The production of the woodcuts began in 1986, and these detailed works, unique in art history and printed on Japanese paper, often have a monumental size of up to more than 4 x 5 meters. The process of creation is complex, the original image is converted into a pattern of points of light, which Gertsch drives into the wooden panel with a gouge and which is then transformed into a fine grid structure by the pressure.

To understand Gertsch’s scrupulous way of working, one should read a carefully designed book entitled “Silvia”, which was published by Lars Müller in 1999. In this chronicle, Norberto Gramaccini describes the long road to the completion of a painting: “Just as the texture of the color is made up of myriads of painterly signs, the picture as an aesthetic unit is the sum of a multitude of individual artistic decisions.”

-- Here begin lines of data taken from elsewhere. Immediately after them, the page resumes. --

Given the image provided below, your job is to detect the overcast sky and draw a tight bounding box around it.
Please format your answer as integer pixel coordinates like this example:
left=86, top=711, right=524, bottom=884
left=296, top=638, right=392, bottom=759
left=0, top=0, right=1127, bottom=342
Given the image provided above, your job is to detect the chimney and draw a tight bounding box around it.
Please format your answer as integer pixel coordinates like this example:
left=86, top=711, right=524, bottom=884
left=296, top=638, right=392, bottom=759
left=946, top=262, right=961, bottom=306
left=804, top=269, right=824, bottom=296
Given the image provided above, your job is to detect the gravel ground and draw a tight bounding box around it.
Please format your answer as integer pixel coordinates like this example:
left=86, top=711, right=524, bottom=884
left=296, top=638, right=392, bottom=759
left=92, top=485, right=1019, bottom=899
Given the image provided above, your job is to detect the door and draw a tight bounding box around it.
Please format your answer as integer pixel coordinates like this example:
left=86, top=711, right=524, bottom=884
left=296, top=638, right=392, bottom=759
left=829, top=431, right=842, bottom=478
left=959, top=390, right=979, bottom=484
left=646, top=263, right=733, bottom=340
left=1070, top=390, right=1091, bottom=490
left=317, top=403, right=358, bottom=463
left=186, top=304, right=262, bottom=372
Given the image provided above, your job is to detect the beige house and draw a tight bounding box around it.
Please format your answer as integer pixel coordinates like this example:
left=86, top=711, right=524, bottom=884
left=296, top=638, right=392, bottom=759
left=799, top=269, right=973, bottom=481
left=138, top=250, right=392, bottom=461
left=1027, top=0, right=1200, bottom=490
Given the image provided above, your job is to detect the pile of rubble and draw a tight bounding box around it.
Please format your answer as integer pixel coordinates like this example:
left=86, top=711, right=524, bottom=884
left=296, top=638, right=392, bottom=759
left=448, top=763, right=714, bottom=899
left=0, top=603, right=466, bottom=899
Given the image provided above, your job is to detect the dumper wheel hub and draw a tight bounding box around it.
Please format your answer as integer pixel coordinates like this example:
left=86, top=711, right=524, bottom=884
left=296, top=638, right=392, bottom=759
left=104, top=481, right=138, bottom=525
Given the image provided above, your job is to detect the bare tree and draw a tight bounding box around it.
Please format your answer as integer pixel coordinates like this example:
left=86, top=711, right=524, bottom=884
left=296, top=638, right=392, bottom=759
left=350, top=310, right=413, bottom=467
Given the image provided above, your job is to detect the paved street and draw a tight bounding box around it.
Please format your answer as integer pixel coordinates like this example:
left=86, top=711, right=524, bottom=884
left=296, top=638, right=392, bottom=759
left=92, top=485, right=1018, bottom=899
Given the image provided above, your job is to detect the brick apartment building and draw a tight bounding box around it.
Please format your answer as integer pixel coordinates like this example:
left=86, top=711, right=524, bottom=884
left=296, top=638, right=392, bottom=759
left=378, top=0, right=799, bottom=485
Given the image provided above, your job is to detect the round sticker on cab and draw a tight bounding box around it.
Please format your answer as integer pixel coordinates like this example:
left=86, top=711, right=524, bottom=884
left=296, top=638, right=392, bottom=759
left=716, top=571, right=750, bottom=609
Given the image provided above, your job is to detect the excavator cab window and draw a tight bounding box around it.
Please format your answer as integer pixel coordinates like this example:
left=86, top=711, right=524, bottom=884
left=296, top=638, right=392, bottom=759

Gertsch, who once said that he was devoted to beauty, although neither his models were predestined for beauty pageants, nor the butterbur, which he had painted several times, pleased the gardener, found many motifs in the nature in front of his house. The insignificant was just as important to him as the striking appearances: “Every detail is equal. (. . ) The rotten black branch wants to be loved like the trunk of the young beech.” With unsentimental precision, Franz Gertsch, who worked in his studio to the very end, created an idiosyncratic and intimate work for all its monumentality. Now the painter died on December 21 at the age of 92.

Intimate despite all the monumentality: Franz Gertsch's woodcut

Intimate despite all the monumentality: Franz Gertsch’s woodcut “Gräser IV” from 1998/99.